Легат протянул руку. Из-за спины у него выступил монах и подал верёвку, которую Милон накинул на шею кающемуся. Низкорослый легат дёрнул за верёвку, Раймунд послушно встал и пошёл в церковь. Милон шёл следом, хлеща графа розгами по плечам.
– За ними! – скомандовал Георгий Васильевич.
В главном нефе храма было прохладно, царил полумрак. Низкий свод, опирающийся на громадные столбы, нависал над головой, давил тупой каменной мощью. Ольга тихонько взяла меня за руку. Процессия торжественно прошла к алтарю, свернула в боковой неф и по узкой лестнице спустилась в крипту.[108] Если в храме было прохладно, то здесь царил самый настоящий холод, промозглый и сырой. Крипту освещали только шатающиеся огоньки свечей в руках монахов. Милон подвёл графа к глубокой арочной нише в стене. Немного выше уровня пола лежала каменная могильная плита. Раймунд упал на колени, потом распростёрся на плите и начал громко молиться. Опустились на колени и монахи, стоять остался только Милон.
– Это могила Пьера де Кастельно? – спросила Ольга.

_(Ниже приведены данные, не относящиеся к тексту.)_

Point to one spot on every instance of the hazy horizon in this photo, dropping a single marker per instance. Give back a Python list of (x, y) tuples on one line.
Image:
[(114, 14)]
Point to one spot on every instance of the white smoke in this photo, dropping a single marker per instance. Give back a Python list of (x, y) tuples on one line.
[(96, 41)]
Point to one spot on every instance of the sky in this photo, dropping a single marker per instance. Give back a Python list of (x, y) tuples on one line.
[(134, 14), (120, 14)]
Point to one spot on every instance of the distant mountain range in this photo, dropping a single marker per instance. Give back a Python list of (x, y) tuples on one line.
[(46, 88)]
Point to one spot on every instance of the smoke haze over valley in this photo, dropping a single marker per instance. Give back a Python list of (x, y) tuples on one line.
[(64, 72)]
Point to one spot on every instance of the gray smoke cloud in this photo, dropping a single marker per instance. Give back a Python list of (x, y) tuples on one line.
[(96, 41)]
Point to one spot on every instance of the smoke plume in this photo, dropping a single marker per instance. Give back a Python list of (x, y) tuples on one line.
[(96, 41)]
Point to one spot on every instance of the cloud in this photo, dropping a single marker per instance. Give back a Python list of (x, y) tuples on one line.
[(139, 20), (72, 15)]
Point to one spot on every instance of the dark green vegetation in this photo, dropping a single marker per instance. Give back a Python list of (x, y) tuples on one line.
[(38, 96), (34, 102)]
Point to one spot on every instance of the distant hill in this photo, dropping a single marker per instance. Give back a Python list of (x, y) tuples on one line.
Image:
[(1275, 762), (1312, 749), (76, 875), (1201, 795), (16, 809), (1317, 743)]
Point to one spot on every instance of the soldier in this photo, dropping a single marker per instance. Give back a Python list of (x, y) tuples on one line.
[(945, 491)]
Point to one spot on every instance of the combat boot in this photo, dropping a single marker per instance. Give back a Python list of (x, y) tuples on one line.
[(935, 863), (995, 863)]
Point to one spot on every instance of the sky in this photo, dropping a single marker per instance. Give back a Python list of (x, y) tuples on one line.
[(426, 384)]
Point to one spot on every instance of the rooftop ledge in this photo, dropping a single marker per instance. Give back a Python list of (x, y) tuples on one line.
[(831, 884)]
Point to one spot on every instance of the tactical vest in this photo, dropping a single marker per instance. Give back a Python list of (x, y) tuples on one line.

– Да, – ответил дьявол. – Теперь все видят, что справедливый суд свершился, а память убиенного легата отомщена. Пойдёмте на улицу. Финал представления состоится там.
Через некоторое время из церкви показался граф Раймунд в сопровождении Милона, уже без верёвки на шее. Раймунд встал на колени перед аналоем, Милон простёр над ним руку с крестом и громко сказал:
– Именем господина папы Иннокентия III я отпускаю твои прегрешения и возвращаю в лоно Святой Церкви.
Раймунд поцеловал крест. Павел видел, что лицо его залито слезами, но вот были то слёзы раскаяния или унижения?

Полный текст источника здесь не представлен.